D.PERMASALAHAN DAERAH DALAM BUDAYA POLITIK DI SUMATERA UTARA
Berada di dalam sistim
demokrasi diharapkan memberi kontribusi positif yang menyentuh langsung
kepada masyarakat bawah. Sebuah harapan yang sangat wajar dari pandangan
setiap orang pada demokrasi itu sendiri. Sebagai sebuah negara yang
berorientasi pada walfare state sudah seharusnya pemerintah menjadi
sarana dalam memberikan rasa aman, kemakmuran dan pemerataan pendidikan.
Masih banyaknya kebutuhan
masyrakat yang belum dapat dipenuhi oleh pemerintah membuat siapapun yang
menjadi kepala daerah nantinya akan berhadapan dengan berbagai permasalahan.
Selain berbagai permasalahan pokok, seperti pendidikan, pelayanan kesehatan,
penerangan, air bersih dan murah, dan lain-lain, masih ada satu permasalahan
yang menjadi permasalahan di banyak daerah, yaitu pedagang kaki lima.
Ketika kita ingin menilai
permasalahan pedagang kaki lima secara solutif, maka terlebih dahulu harus
melihat mereka sebagai sebuah kelompok manusia yang memiliki kebutuhan
hidup yang sama dengan seluruh manusia. Oleh karena itu kita haruslah
memperlakukan mereka sebagai manusia dan bagian dari bangsa ini yang mampu survive
dalam menghadapi buruknya manajemen perekonomian daerah.
Mereka mengenal estetika
dan mereka juga paham fungsi regulasi dan pranata sosial, tetapi mereka juga
mempunyai kebutuhan pokok, pendidikan anak-anak mereka yang seharusnya
dijamin oleh konstitusi, dan kesejahteraan hidup. Seluruh kebutuhan tersebut
tentunya merupakan sebuah universal value yang tidak dapat dipisahkan
dari dunia moderen hari ini.Mungkin seharusnya pemerintah berpikir sedikit
manusiawi.

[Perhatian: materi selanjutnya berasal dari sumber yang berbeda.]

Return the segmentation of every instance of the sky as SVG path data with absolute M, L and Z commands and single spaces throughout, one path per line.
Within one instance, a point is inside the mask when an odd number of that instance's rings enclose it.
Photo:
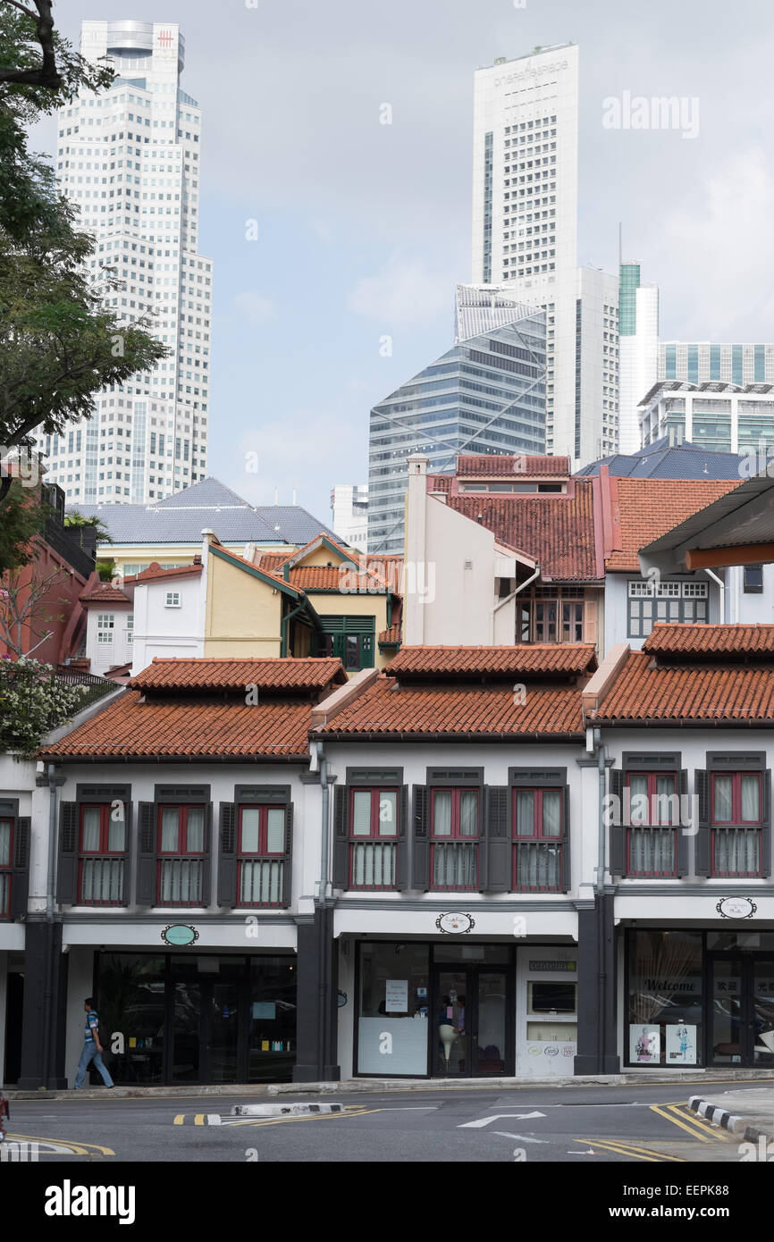
M 214 261 L 207 473 L 252 503 L 294 492 L 324 522 L 335 483 L 367 482 L 371 405 L 451 348 L 453 286 L 472 278 L 473 71 L 537 45 L 579 45 L 579 263 L 615 272 L 620 222 L 624 258 L 660 286 L 663 339 L 773 340 L 768 14 L 762 0 L 57 0 L 76 45 L 84 19 L 185 36 Z M 624 92 L 697 101 L 698 133 L 608 128 L 604 101 Z M 52 122 L 34 137 L 53 150 Z

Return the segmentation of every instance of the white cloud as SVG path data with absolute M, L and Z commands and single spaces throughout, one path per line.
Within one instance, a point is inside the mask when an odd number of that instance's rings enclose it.
M 448 273 L 430 271 L 422 260 L 394 251 L 378 276 L 367 276 L 355 284 L 347 304 L 385 330 L 419 328 L 445 310 L 451 313 L 452 287 Z
M 255 289 L 246 289 L 244 293 L 237 293 L 234 298 L 234 306 L 245 317 L 247 323 L 258 328 L 270 319 L 277 318 L 277 312 L 271 298 L 265 298 L 261 293 L 256 293 Z

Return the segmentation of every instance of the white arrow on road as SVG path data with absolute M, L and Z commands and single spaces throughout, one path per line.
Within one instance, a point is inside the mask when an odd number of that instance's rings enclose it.
M 533 1117 L 545 1117 L 545 1113 L 494 1113 L 493 1117 L 481 1117 L 477 1122 L 463 1122 L 458 1130 L 481 1130 L 489 1122 L 498 1122 L 501 1117 L 516 1118 L 517 1122 L 530 1122 Z

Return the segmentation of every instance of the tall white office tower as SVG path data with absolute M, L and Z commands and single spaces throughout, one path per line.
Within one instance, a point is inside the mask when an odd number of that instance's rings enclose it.
M 58 117 L 58 183 L 97 237 L 92 274 L 122 281 L 106 303 L 127 324 L 153 312 L 170 349 L 101 391 L 91 419 L 39 437 L 71 503 L 157 501 L 206 474 L 212 263 L 198 251 L 201 109 L 180 88 L 184 47 L 174 22 L 84 21 L 82 55 L 117 77 Z
M 576 466 L 615 452 L 617 279 L 578 267 L 574 43 L 476 71 L 473 282 L 545 308 L 547 452 Z
M 640 265 L 620 265 L 619 451 L 641 445 L 639 405 L 658 375 L 658 286 L 640 283 Z

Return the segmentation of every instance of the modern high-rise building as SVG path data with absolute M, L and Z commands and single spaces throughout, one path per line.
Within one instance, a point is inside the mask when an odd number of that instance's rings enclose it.
M 636 453 L 639 405 L 658 366 L 658 286 L 641 283 L 639 263 L 621 263 L 619 282 L 619 452 Z
M 574 43 L 476 71 L 473 281 L 545 309 L 547 452 L 575 466 L 615 452 L 617 279 L 578 267 Z
M 91 274 L 111 268 L 106 304 L 127 324 L 152 315 L 170 350 L 101 391 L 92 417 L 39 437 L 71 503 L 142 504 L 206 474 L 212 263 L 198 248 L 201 109 L 180 87 L 184 46 L 174 22 L 84 21 L 81 53 L 117 76 L 58 116 L 58 185 L 97 238 Z
M 453 347 L 370 414 L 368 551 L 404 545 L 406 458 L 451 472 L 457 453 L 545 452 L 545 313 L 511 289 L 458 284 Z

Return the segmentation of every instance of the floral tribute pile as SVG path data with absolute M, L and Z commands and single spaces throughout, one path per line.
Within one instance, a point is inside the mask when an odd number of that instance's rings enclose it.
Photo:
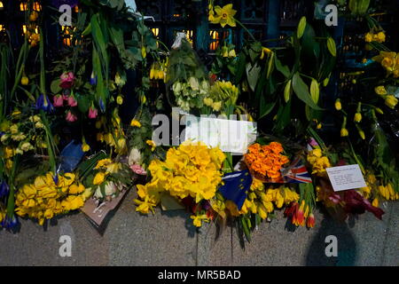
M 28 0 L 22 44 L 0 36 L 0 226 L 45 225 L 129 189 L 139 214 L 184 209 L 193 226 L 229 224 L 248 241 L 283 215 L 314 227 L 317 207 L 340 221 L 366 211 L 382 219 L 382 204 L 399 199 L 398 46 L 376 20 L 390 12 L 332 2 L 362 30 L 356 67 L 340 75 L 350 91 L 339 97 L 332 75 L 347 62 L 345 48 L 335 45 L 339 28 L 317 17 L 265 42 L 232 4 L 210 0 L 195 22 L 207 18 L 211 29 L 246 36 L 239 46 L 221 39 L 204 56 L 184 33 L 167 46 L 123 0 L 82 1 L 54 51 L 46 12 L 58 7 Z M 157 140 L 153 119 L 176 121 L 176 107 L 179 115 L 236 114 L 262 134 L 239 157 L 203 142 L 170 146 Z M 335 191 L 326 169 L 354 164 L 366 186 Z

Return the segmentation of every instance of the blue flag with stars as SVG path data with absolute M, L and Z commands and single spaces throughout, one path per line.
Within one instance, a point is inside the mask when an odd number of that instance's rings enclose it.
M 252 185 L 252 177 L 248 170 L 234 171 L 225 174 L 223 178 L 224 185 L 219 188 L 222 195 L 234 203 L 239 210 L 244 205 L 246 193 Z

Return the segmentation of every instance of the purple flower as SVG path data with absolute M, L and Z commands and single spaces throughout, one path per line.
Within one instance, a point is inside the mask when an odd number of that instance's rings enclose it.
M 51 3 L 52 5 L 57 8 L 59 8 L 59 6 L 64 4 L 70 5 L 72 8 L 74 8 L 78 4 L 78 0 L 52 0 Z
M 5 180 L 0 184 L 0 198 L 7 196 L 10 193 L 10 186 L 7 185 Z
M 54 106 L 49 100 L 49 98 L 47 98 L 47 96 L 43 94 L 41 94 L 37 99 L 35 108 L 36 110 L 42 109 L 46 113 L 52 113 L 54 111 Z
M 8 214 L 5 215 L 4 218 L 2 222 L 2 226 L 7 230 L 12 230 L 15 228 L 18 225 L 18 218 L 15 217 L 14 214 L 12 214 L 12 217 L 10 217 Z
M 76 77 L 72 72 L 64 72 L 59 79 L 61 80 L 59 87 L 61 87 L 62 89 L 71 89 Z
M 104 101 L 101 98 L 98 101 L 98 105 L 100 106 L 101 112 L 104 113 L 106 111 L 106 106 L 104 105 Z
M 92 86 L 97 85 L 97 75 L 94 75 L 94 72 L 91 72 L 90 85 L 92 85 Z

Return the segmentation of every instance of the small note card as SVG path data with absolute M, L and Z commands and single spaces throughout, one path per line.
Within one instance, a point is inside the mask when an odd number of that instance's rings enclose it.
M 325 169 L 335 192 L 367 186 L 358 164 Z
M 233 155 L 242 155 L 255 141 L 256 134 L 255 122 L 188 115 L 184 141 L 201 141 Z

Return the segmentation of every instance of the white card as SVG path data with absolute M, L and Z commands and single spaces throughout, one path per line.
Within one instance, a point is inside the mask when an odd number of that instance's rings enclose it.
M 367 186 L 358 164 L 325 170 L 335 192 Z
M 187 116 L 185 140 L 204 142 L 223 152 L 244 154 L 256 139 L 256 123 L 246 121 Z

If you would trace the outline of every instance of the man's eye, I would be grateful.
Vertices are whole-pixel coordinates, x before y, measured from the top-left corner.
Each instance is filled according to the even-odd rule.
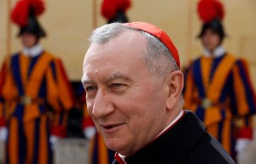
[[[119,87],[122,87],[124,86],[124,84],[121,83],[113,83],[110,85],[110,88],[119,88]]]
[[[94,89],[96,89],[96,87],[95,87],[95,86],[88,86],[88,87],[85,88],[85,91],[86,92],[92,91]]]

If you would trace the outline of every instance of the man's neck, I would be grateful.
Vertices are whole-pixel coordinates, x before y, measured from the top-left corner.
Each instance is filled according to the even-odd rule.
[[[154,140],[155,140],[156,139],[158,139],[160,136],[161,136],[163,133],[165,133],[166,131],[168,131],[168,129],[170,129],[176,122],[178,122],[178,120],[183,116],[184,111],[182,110],[179,114],[174,118],[174,120],[167,126],[166,127],[166,128],[164,130],[162,130],[156,137],[154,138],[154,139],[152,139],[151,142],[154,142]],[[115,158],[117,161],[123,161],[123,163],[125,164],[125,158],[126,157],[126,156],[123,156],[120,154],[117,154],[115,155]]]

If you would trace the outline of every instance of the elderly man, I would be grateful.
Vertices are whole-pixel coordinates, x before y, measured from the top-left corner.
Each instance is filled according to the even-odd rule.
[[[144,22],[113,23],[90,37],[82,82],[87,109],[113,163],[235,163],[192,113],[169,37]]]

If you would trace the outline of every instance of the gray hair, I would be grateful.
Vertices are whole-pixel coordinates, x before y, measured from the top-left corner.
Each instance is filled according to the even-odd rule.
[[[179,70],[172,54],[167,47],[154,36],[126,25],[122,23],[112,23],[96,29],[90,37],[90,44],[104,44],[126,31],[141,33],[147,40],[144,61],[149,71],[158,76]]]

Berapa ribu orang yang telah mereka buat tidak makan, tidak ada
ongkos pergi ke sekolah, dan tidak mampu membayar buku? dari penggusuran yang
mereka lakukan dengan gagah dan bijaksana.
Sebuah pemandangan yang
sangat miris jika kita melihat pamong peraja melakukan penggusuran di
pasar-pasar tradisional. Tidak jarang menyakiti ibu-ibu yang sudah tua,
menginjak barang dagangan dari hutang sana-sini, bahkan ada yang sampai harus
kehilangan anaknya akibat penggusuran. Belum lagi ditambah dengan pungutan
liar petugas dan juga preman pasar yang terkadang sulit dibedakan, yang mana
preman yang mana petugas. Persis seperti zaman kolonial atau bahkan jauh
lebih kejam dari itu.Terlepas dari semua permasalahan daerah yang ada, sudah
menjadi sebuah konsekuensi logis dari sebuah perbaikan politik , hanya dapat
tercipta jika proses berpolitik memiliki pola-pola konstruktif yang
konsisten.
Keseluruhan harapan
tersebut hanya akan dapat terwujud dari tangan-tangan yang sudah teruji
integritas pribadinya, track record yang baik juga moralitas yang
tinggi dan yang terpenting orientasi berfikir yang menjadikan masyarakat
kecil sebagai pertimbangan utama dalam mengambil kebijakan.